To summarize this work we have an excerpt from the Seventh Ecumenical Council in regards to what may be depicted in icons. Read in the context of what the Fathers have said, the meaning of the following paragraph is clear: the Father, the Holy Spirit or Trinity may not be painted:

“We therefore, following the royal pathway and the divinely inspired authority of our Holy Fathers and the traditions of the Catholic Church, define with all certitude and accuracy that just as the figure of the precious and life-giving cross, so also the venerable and holy images should be set forth…the figure of our Lord God and Savior Jesus Christ, of our Lady, the Mother of God, of the honorable Angels, of all Saints and of all pious people.” Nowhere does it mention God the Father or Holy Spirit.

 

“For by so much more frequently as they are seen in artistic representation, by so much more readily are men lifted up to the memory of their prototypes, and to a longing after them and to these should be given due salutation and honorable reverence….” [The Decree of The Holy, Great, Ecumenical Synod, The Second of Nice. Pg. 550]

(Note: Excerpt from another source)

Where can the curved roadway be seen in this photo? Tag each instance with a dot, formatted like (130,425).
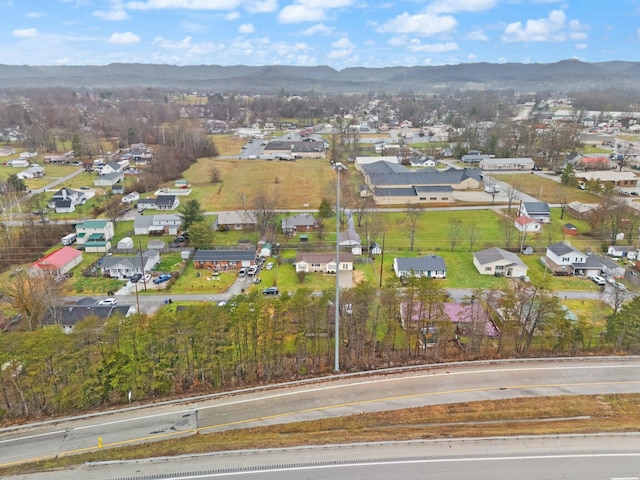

Centuries later, the Trinity portraitures infiltrated the Church everywhere, especially in Russia. This kind of religious art was condemned by two Councils: the Great Council of Moscow in 1666 an the Council of Constantinople [1780]. To quote from the decree of the Russian Synod:

“We synodically declare that the so-called icon of the Holy Trinity, a recent [my emphasis] invention, is alien and unacceptable to the Apostolic and Catholic Orthodox Church. It was transmitted to the Orthodox Church from the Latins.”

According to the Council of 1666 and the council of Constantinople of 1780 the “icon” of the Trinity is referred to as “improper”, “ignorant”, “unbefitting” “unacceptable”, and “base”. It would seem contradictory to reverence such an icon so described. What sense does it make? Even if the “icon” has not been officially declared a heresy it seems by these words to be nothing else. If these words do not mean heresy then what do they mean?